Sur l’ostracisme local des vrais Kyotoïtes à l’encontre des faux, ceux pas nés dans les quartiers historiques autoélus, son point de vue est très original, lui-même n’étant pas  d’origine d’un quartier kyotoïte du gotha : cet ostracisme est agent essentiel de ce qui fait l’identité kyotoïte, et n’est pas à prendre comme un simple ostracisme. Certains ostracismes sont plus louables que d’autres. Il me raconte les grandes lignes du lieu où nous nous trouvons, me montre le portrait d’une dame affiché sur un pilier tout proche de là où il est assis, qu’il peut regarder juste en bougeant les yeux, comme si présent en permanence, celle qui a crée ce lieu, qui n’est plus, qui est l’origine d’autres échoppes dans le coin immédiat, qui résout ainsi l’étrangeté d’avoir constaté au fil des périples dans les ruelles l’intéressante concentration de restaurants et bars d’Okinawa. Là encore, il y a matière à non fiction. Je sais où le retrouver, dans le coin, près du pilier, près de sa bouteille nommée, six fois et demi au moins par semaine tous les soirs. Il n’est pas question d’en faire un petit portrait de daube, un truc rétro kawaii badin du tropisme homme blanc boit avec homme japonais. Je suis conscient de l’écueil, à commencer par celui de tomber dans le mièvre, s’éviter le malaise d’une “écriture qui ne truque pas”, sortir de son petit récit japonais.

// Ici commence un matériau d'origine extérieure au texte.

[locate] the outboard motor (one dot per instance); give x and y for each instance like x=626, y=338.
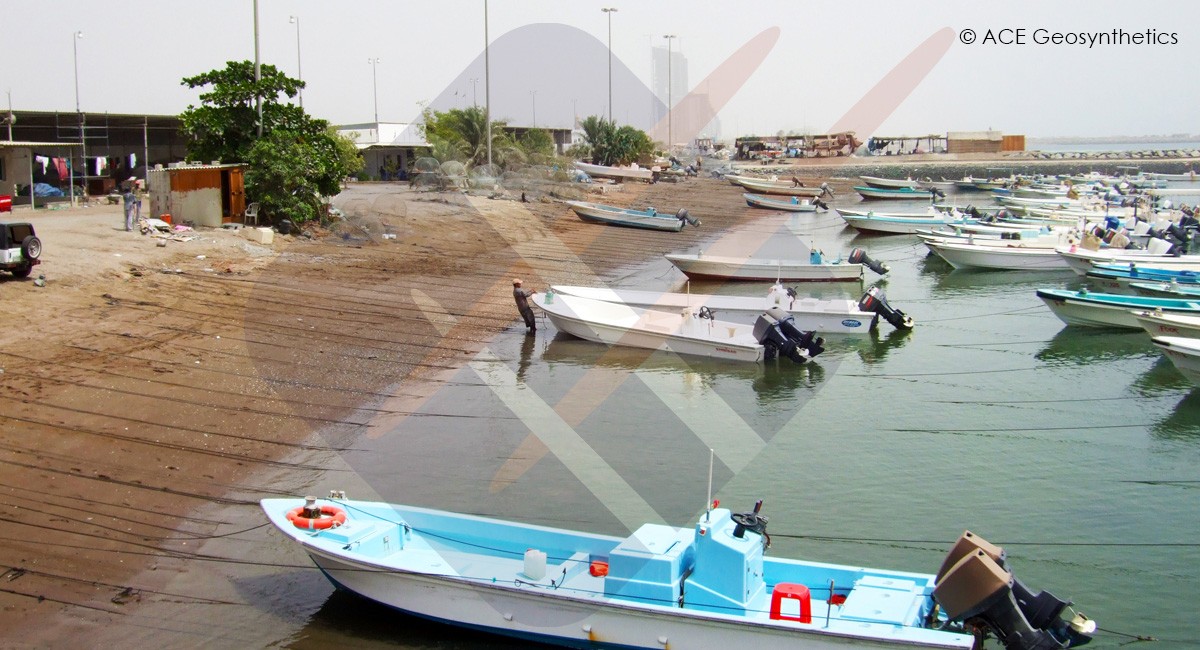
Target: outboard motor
x=775, y=330
x=859, y=257
x=975, y=584
x=875, y=301
x=682, y=215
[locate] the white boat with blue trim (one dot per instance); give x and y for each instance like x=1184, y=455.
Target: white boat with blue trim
x=648, y=218
x=795, y=205
x=772, y=336
x=1183, y=353
x=823, y=316
x=707, y=585
x=1092, y=310
x=894, y=223
x=618, y=173
x=706, y=266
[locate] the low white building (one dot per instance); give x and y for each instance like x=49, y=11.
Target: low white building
x=387, y=145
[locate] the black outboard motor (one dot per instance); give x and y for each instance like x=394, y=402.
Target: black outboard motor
x=875, y=301
x=682, y=215
x=859, y=257
x=976, y=584
x=775, y=330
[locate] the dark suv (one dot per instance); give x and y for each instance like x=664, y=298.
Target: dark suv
x=19, y=248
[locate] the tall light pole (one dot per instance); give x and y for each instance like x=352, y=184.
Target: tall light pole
x=487, y=89
x=610, y=11
x=375, y=83
x=670, y=38
x=299, y=72
x=258, y=76
x=83, y=137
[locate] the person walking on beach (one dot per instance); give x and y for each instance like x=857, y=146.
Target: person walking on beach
x=522, y=299
x=131, y=200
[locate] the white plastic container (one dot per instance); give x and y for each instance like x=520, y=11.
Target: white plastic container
x=535, y=564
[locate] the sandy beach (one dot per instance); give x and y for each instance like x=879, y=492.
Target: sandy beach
x=149, y=391
x=153, y=393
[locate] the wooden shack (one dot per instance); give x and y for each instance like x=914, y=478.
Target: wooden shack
x=201, y=194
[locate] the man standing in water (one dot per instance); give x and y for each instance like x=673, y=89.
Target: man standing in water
x=521, y=298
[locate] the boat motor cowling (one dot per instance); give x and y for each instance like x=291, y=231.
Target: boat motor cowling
x=975, y=584
x=775, y=330
x=876, y=301
x=682, y=215
x=859, y=257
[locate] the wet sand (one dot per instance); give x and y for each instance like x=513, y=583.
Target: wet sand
x=151, y=397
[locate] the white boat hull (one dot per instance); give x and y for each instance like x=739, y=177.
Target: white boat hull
x=777, y=187
x=615, y=324
x=1090, y=314
x=763, y=270
x=965, y=256
x=1183, y=353
x=840, y=317
x=631, y=173
x=592, y=623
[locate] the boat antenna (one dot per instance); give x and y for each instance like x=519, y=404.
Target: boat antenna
x=708, y=505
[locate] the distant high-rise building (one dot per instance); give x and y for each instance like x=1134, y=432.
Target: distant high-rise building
x=660, y=74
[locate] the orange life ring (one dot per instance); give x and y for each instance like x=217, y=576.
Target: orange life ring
x=330, y=517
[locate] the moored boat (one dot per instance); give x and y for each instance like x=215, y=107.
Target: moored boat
x=795, y=205
x=815, y=269
x=1091, y=310
x=888, y=184
x=1183, y=353
x=791, y=188
x=1157, y=323
x=772, y=336
x=707, y=585
x=648, y=218
x=893, y=222
x=900, y=193
x=1012, y=258
x=621, y=173
x=828, y=316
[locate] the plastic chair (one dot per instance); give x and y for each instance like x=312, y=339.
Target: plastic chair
x=251, y=215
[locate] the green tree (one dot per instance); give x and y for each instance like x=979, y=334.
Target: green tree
x=612, y=145
x=462, y=133
x=298, y=160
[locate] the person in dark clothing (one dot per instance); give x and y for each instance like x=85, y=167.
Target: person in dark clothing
x=521, y=298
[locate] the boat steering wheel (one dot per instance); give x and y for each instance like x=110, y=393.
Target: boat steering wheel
x=749, y=519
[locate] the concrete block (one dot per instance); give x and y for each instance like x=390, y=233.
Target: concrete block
x=259, y=235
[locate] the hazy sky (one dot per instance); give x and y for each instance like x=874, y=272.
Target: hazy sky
x=827, y=56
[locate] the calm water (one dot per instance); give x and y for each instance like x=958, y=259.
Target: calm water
x=1074, y=449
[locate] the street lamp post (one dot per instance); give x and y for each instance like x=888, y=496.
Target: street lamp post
x=375, y=84
x=487, y=89
x=83, y=137
x=670, y=38
x=299, y=72
x=610, y=11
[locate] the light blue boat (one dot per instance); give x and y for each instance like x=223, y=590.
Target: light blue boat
x=795, y=205
x=648, y=218
x=1091, y=310
x=707, y=585
x=903, y=193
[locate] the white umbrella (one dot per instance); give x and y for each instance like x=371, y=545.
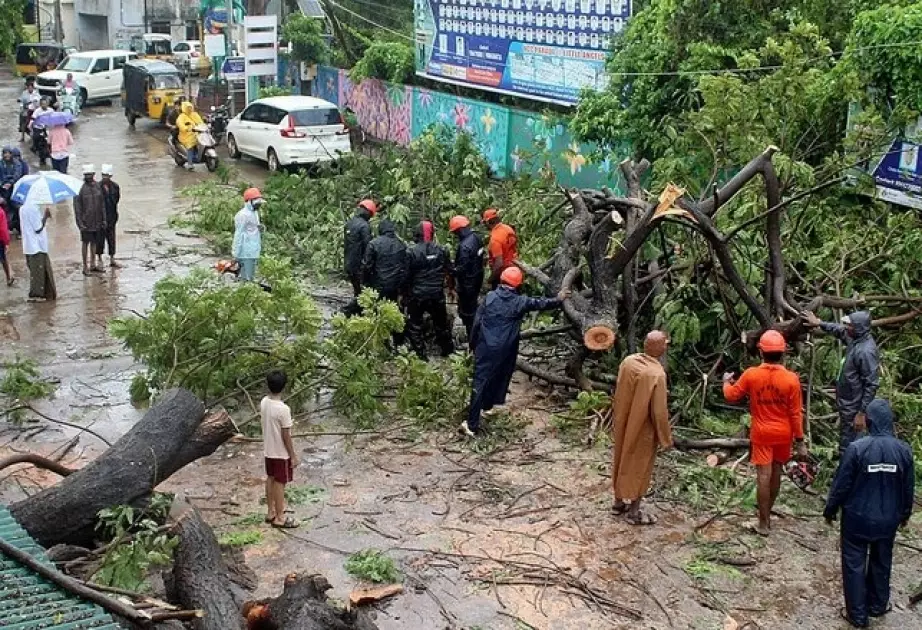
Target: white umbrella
x=45, y=187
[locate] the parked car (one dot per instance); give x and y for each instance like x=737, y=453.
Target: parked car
x=188, y=57
x=97, y=72
x=288, y=130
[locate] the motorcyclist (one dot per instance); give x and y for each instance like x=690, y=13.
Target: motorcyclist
x=187, y=121
x=28, y=102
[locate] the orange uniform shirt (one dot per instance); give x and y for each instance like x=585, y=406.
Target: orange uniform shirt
x=774, y=402
x=503, y=243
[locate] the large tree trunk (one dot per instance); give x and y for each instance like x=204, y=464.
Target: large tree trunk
x=201, y=579
x=173, y=433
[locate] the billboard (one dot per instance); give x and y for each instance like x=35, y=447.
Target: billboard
x=547, y=50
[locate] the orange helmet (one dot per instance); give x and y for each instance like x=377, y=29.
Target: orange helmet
x=512, y=276
x=458, y=222
x=772, y=341
x=369, y=205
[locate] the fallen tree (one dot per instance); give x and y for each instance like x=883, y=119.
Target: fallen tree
x=173, y=433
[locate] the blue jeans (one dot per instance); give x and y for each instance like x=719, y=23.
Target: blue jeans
x=247, y=269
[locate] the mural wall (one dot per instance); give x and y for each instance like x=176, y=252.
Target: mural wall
x=512, y=140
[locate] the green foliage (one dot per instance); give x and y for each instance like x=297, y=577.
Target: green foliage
x=305, y=35
x=213, y=337
x=358, y=347
x=431, y=394
x=388, y=61
x=274, y=90
x=139, y=543
x=241, y=538
x=372, y=565
x=22, y=381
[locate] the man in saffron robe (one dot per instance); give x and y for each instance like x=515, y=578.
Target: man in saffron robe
x=640, y=423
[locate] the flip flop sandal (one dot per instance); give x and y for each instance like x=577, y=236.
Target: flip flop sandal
x=844, y=614
x=289, y=523
x=641, y=518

####Zen et le livreur Uber Eats


L’homme a la soixantaine proche des soixante dix ans fringants. Il a placé sur sa béquille son vélo vert clair, un Bridgestone. Il est allé acheter une bouteille d’eau minérale à NewsDay juste à côté. Il n’a pas mis l’antivol parce que c’est un merveilleux pays. Je l’ai pris dans l’axe du regard observateur alors qu’il finit de boire sa bouteille. Il place consciencieusement le reçu de son achat qu’il plie d’abord en deux dans un porte carte épais avec une fenêtre plastique transparente. Il est bien habiller pour la bicyclette, sorte de polo blanc élégant, fuseau sportif noir aux jambes qui vont commencer à souffrir de la chaleur. Il porte sur la tête un casque au sigle Uber Eats. Le sac à dos du même sigle et posé à même le sol à côté du vélo. Son visage n’évoque pas la fatigue ni les soucis mais un visage n’évoque pas tout. Il a une coupe de cheveux gris dégagée à la nuque sortie d’une chaîne de coiffeurs à 1000 yens. Il se tient très droit mais sans peine. Travaille-t-il pour l’argent ou pour l’esthétisme tel un nettoyeur de toilettes publiques affabulé par un affabulé blanc réalisateur de film?


####A Shin-Okubo


Quartier le plus multiethnique de Tokyo, une des épiceries du continent et du sous-continent indien et de la Turquie et des divers pays asiatiques et des Philippines réunis propose dans un panier des pains ronds d’une recette d'Ouzbékistan. Une recherche plus tard m’expliquera que ces pains lourds sont dits de Samarkand. Ainsi, en parcourant les rayons, on perçoit d’infimes mais certains mouvements de population à Tokyo. 


####Post-Dream Coffee


La lecture en biais de Coffee and the city : towards a soft urbanity, une thèse de 2010, auteur Holm, Erling Dokk, informe sur un mode universitaire, donc dénué de la dimension émotionnelle, sur ce les sens de l’émergence des “coffee bars” dans les milieux urbains. L’auteur écrit de la sorte :


This dissertation is about coffee bars. In it I ask how and why they have emerged in the urban sphere, how they function and how they may be interpreted as indicators of structural changes on a societal level. To put it briefly: what is it that makes coffee bars so successful in modern society? 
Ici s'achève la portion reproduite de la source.